A map made in November of 1863 by the New York Herald's correspondent, Sylvanus
Cadwallader, accompanied Hooker at Lookout Mountain and sketched this
bird's-eye-view. Missionary Ridge
and the "Rebel camps' sit on the horizon (east). The map shows details of the Jeremiah Fryar, Jr.
It shows the Fryar house just above the railroad and to the east of the
Chattanooga Road going over the end of the mountain.
The map shows a log house where the Fryar slaves lived.
It was across the road from the Fryar place and was above a branch of the
road that led toward Light's Mill (now Reflection Riding). A barn and cleared land are between the railroad and creek.
There are cornfields shown between the railroad and below the creek to
the east of the road. The road stayed close to a bend in the creek, while paths are
shown on either side of "Bald Hill," where the Fryar Cemetery is
located. A rail fence was between
one cornfield and the path at the foot of Bald Hill. The map notes that a bridge over lookout Creek at the Fryar
farm had been destroyed as had been a railroad bridge nearby to the West.
It shows that Rebel pickets were on one side of the creek at the Fryar
farm and Union pickets just across the creek on the North side.

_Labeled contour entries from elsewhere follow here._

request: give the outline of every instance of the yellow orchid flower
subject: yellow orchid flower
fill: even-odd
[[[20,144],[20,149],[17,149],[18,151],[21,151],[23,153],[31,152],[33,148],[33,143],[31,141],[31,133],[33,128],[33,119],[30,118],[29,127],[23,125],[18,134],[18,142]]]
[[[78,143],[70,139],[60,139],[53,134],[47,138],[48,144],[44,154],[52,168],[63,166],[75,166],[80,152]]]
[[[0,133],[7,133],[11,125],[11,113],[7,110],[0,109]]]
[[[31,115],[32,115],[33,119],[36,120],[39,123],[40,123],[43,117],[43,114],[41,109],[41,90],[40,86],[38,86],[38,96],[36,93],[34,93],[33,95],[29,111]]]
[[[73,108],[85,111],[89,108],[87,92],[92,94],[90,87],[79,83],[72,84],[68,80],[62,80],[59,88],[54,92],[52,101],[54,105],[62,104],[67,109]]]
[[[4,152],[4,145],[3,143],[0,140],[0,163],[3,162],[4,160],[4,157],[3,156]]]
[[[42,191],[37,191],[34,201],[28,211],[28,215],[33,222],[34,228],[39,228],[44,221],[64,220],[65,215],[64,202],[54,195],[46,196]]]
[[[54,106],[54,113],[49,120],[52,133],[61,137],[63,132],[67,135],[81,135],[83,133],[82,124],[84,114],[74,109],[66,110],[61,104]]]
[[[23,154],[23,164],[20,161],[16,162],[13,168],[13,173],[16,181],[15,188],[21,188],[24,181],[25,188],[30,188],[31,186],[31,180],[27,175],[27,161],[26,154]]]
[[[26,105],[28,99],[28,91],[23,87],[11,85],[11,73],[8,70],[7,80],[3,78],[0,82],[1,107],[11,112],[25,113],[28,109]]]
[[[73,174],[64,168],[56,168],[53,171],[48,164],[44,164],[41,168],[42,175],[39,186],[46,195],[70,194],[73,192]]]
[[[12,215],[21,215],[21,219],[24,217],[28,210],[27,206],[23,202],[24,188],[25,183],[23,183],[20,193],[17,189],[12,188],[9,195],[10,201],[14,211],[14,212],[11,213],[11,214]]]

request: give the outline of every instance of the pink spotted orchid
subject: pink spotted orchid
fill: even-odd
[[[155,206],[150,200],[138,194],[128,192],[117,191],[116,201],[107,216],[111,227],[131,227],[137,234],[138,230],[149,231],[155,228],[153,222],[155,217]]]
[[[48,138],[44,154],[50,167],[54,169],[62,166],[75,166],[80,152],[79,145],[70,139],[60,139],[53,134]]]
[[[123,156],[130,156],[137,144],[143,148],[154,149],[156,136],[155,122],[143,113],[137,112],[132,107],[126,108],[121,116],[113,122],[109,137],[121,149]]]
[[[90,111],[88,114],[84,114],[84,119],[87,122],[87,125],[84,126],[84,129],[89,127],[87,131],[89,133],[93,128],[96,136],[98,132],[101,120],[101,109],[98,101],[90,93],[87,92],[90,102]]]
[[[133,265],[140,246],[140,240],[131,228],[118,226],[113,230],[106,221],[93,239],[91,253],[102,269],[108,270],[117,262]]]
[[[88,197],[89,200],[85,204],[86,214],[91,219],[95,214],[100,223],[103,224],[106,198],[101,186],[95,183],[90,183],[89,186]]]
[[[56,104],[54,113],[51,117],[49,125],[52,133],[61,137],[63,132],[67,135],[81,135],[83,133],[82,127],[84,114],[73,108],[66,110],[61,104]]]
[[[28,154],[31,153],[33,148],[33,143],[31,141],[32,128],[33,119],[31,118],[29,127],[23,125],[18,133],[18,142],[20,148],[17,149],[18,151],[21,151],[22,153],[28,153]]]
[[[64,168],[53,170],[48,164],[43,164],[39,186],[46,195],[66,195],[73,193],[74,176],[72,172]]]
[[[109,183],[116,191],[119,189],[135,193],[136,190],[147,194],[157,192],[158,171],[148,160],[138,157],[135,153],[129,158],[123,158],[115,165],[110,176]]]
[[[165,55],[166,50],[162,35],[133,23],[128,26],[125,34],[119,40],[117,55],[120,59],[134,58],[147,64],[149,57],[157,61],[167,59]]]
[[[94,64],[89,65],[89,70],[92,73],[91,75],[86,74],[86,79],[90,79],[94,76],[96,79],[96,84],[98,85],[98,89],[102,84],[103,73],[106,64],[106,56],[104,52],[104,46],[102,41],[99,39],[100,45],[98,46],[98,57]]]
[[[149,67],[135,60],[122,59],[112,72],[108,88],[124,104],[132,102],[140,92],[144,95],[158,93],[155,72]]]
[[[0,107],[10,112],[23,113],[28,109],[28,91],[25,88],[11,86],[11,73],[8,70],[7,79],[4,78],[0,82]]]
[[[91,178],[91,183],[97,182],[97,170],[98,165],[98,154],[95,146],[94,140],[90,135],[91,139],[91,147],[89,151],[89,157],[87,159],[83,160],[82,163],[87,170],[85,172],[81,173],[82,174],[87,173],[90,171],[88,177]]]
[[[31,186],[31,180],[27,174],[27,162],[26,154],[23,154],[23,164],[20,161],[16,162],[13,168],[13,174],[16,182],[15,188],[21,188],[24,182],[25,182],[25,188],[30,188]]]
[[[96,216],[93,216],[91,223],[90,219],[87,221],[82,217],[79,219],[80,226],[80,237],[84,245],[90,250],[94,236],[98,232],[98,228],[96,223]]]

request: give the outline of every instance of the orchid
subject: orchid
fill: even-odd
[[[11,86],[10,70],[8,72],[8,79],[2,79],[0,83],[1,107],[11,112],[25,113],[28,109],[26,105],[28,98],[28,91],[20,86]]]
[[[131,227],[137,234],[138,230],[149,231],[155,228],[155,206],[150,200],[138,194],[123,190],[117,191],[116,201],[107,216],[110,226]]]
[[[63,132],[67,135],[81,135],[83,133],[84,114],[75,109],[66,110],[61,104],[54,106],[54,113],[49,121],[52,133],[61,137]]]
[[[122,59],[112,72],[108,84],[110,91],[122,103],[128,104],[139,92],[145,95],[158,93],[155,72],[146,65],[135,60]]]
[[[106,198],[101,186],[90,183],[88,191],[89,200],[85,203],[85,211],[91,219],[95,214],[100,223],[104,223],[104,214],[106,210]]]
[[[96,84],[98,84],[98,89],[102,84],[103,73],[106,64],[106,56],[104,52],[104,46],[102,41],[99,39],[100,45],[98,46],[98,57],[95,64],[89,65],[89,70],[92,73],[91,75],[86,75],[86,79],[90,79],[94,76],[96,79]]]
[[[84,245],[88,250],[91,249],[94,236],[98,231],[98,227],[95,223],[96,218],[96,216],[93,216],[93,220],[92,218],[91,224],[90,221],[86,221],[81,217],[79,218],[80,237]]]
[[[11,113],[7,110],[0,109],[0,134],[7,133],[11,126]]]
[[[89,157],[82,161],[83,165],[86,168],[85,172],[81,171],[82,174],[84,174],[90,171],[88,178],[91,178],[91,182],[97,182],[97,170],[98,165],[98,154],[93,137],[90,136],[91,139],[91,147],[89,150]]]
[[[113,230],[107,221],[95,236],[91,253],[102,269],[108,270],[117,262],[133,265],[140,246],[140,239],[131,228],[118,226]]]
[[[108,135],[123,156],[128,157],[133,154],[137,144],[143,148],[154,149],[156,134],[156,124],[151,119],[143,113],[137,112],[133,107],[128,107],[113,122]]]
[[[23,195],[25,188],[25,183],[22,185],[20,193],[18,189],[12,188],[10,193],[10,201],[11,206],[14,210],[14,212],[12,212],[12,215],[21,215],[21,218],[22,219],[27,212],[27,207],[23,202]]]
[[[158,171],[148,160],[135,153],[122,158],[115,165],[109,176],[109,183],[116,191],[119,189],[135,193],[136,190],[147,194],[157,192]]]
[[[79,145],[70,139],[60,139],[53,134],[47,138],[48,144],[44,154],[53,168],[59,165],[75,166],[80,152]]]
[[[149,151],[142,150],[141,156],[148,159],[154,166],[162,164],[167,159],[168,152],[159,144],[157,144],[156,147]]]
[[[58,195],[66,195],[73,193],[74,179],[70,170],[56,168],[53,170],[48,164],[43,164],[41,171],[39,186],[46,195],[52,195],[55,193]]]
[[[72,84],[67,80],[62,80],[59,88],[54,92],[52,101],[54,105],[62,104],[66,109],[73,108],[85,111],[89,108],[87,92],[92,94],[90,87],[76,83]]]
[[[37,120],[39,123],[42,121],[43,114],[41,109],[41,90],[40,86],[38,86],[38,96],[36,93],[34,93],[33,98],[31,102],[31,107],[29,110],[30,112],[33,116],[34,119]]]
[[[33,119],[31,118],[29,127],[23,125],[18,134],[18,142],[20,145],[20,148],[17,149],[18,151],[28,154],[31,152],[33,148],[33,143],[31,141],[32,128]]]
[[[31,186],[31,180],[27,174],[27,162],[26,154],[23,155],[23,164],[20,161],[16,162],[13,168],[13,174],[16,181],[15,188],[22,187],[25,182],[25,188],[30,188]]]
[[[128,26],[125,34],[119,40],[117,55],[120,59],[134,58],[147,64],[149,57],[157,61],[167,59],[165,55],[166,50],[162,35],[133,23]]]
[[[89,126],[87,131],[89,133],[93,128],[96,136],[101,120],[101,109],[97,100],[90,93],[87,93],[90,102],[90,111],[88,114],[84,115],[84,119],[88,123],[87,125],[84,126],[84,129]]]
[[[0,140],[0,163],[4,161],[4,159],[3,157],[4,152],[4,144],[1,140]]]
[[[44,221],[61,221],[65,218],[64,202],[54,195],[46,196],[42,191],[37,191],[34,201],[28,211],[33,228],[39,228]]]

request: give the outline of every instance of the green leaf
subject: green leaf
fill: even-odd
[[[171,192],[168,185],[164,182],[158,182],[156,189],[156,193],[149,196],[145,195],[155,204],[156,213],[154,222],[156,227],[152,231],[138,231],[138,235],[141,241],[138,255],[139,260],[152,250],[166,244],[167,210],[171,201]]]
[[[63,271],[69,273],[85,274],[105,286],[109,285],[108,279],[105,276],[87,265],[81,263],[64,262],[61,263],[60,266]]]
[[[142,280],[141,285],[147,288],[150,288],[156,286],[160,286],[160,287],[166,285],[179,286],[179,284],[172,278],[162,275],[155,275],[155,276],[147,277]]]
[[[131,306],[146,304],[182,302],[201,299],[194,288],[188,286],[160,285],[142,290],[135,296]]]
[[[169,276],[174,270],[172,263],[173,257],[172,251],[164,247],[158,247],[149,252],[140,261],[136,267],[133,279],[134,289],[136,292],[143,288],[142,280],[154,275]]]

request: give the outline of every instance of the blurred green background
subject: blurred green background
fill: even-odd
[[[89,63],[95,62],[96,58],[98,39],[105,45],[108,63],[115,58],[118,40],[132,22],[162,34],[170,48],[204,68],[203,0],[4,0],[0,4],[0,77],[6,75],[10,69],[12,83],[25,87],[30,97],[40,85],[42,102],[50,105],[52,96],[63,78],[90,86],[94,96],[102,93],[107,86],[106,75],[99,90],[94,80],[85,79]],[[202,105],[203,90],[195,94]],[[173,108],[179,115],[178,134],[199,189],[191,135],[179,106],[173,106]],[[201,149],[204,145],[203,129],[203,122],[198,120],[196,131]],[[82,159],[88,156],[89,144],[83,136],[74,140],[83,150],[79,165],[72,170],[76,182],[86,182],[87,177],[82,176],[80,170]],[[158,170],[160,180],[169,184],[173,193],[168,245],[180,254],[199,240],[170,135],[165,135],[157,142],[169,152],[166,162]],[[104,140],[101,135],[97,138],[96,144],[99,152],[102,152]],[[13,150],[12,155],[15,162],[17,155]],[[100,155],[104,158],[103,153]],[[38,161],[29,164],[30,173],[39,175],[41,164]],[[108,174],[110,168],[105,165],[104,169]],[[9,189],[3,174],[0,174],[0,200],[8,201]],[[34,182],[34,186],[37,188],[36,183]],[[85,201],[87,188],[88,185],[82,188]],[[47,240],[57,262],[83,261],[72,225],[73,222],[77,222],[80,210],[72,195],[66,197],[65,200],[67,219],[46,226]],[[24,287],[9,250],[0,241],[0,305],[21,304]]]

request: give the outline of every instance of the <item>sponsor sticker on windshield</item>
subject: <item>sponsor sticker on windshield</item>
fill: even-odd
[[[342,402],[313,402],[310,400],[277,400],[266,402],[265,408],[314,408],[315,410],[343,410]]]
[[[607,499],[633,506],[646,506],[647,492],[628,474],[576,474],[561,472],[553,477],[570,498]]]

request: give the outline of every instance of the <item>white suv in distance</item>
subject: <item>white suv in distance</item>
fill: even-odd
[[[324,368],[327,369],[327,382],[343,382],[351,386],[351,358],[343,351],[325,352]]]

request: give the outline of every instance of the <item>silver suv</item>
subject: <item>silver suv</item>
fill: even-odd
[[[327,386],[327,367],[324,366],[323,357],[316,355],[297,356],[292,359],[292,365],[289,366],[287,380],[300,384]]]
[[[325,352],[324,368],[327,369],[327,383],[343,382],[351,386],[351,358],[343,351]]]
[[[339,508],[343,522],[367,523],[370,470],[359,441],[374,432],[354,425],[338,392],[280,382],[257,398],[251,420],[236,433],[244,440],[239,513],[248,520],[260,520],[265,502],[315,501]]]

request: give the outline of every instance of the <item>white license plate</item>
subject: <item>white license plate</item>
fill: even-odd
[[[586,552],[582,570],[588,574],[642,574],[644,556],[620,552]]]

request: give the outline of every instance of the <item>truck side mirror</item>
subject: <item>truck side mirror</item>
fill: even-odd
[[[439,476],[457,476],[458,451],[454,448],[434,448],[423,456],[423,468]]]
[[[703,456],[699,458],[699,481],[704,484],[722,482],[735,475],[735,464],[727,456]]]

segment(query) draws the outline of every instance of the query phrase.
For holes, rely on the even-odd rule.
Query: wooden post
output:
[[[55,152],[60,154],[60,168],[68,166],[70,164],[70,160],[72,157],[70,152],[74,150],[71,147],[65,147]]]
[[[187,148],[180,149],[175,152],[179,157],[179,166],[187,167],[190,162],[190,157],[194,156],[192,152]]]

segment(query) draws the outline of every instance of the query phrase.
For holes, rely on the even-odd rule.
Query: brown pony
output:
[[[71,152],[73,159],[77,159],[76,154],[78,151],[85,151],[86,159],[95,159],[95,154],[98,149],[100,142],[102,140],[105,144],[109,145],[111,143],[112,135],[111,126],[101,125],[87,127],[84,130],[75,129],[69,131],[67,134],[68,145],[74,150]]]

The profile of Lookout Mountain, rising 1,100 feet above the Tennessee River,
looms over the battlefield, which is drawn in perspective. The river appears to swing around the base of Lookout
Mountain from the right, but in reality it originates north of Moccasin Point,
loops around the point, then flows north, away from Lookout Mountain.
On either side of Lookout Creek the Union and Confederate picket lines
are indicated. The majority of
Hooker's forces crossed near the destroyed bridge on the Chattanooga Road and
drove Confederate pickets from their rifle pits and from the railroad
embankment. The most severe
fighting took place near Craven's Farm (the "White House" shown which
was -- Jeremiah Fryar's house), farther up the slope.
The map mistakenly places this White House too close to the railroad and
on the wrong side of the road. A
number of Confederate positions are shown, but no indication of troops appears
in the contested areas above the railroad cut.
Reports
in U.S. War Department, War of the Rebellion: ser. 1, vol. 31, pt. 2.